The “doctrine of illusory coverage” encompasses “[a] rule requiring an insurance policy to be interpreted so that it is not merely a delusion to the insured. Courts avoid interpreting insurance policies in such a way that an insured’s coverage is never triggered and the insurer bears no risk.” [Ile v. Foremost Ins Co, 293 Mich.App 309, 315–316; 809 NW2d 617 (2011), citing Black’s Law Dictionary (9th ed) (doctrine of illusory coverage).]

 

*4 In Ile, 293 Mich.App at 321–322, the insurer charged a joint premium for two types of coverage, even though one type of coverage would not pay out under any reasonably foreseen circumstance. The facts of that case are distinguishable from the facts presented here. In Ile, the insurer knew that the one type of coverage would not pay out under any reasonably foreseen circumstance. In this case, there is no evidence that defendant knowingly or purposefully provided coverage for a machine that plaintiff no longer owned. In fact, plaintiff provided and approved the equipment schedule and values that defendant used to calculate plaintiff’s premium.
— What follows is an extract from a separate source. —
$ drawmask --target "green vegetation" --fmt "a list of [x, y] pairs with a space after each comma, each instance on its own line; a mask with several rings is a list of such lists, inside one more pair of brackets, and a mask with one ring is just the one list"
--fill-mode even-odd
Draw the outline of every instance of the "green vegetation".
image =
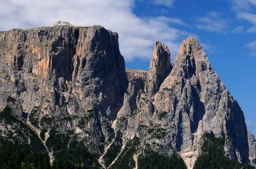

Defendant insured a piece of equipment that plaintiff no longer owned as a result of plaintiff’s actions, not defendant’s actions.

 

Finally, the parties include some arguments in their briefs regarding whether the 950–G was “newly acquired.” This question is irrelevant. The policy provides that plaintiff has a grace period to modify its equipment schedule when it purchases new equipment. For 60 days after new equipment is purchased, the equipment is covered under the policy even though it is not specifically listed on the equipment schedule. In this case, it is undisputed that plaintiff owned the 2002 950–G for more than 60 days when it was stolen. It was purchased in December of 2008 and stolen in October of 2009, approximately 300 days later. It was clearly not insured under the 60 day grace period provision, so whether it was newly acquired is immaterial.

 

Because we conclude that the trial court erred in reforming the insurance policy and granting plaintiff’s motion for summary disposition, defendant’s other arguments on appeal are inapplicable and we will not address them.

 

Reversed and remanded for proceedings consistent with this opinion. We do not retain jurisdiction. We do not award costs in this matter. MCR 7.219.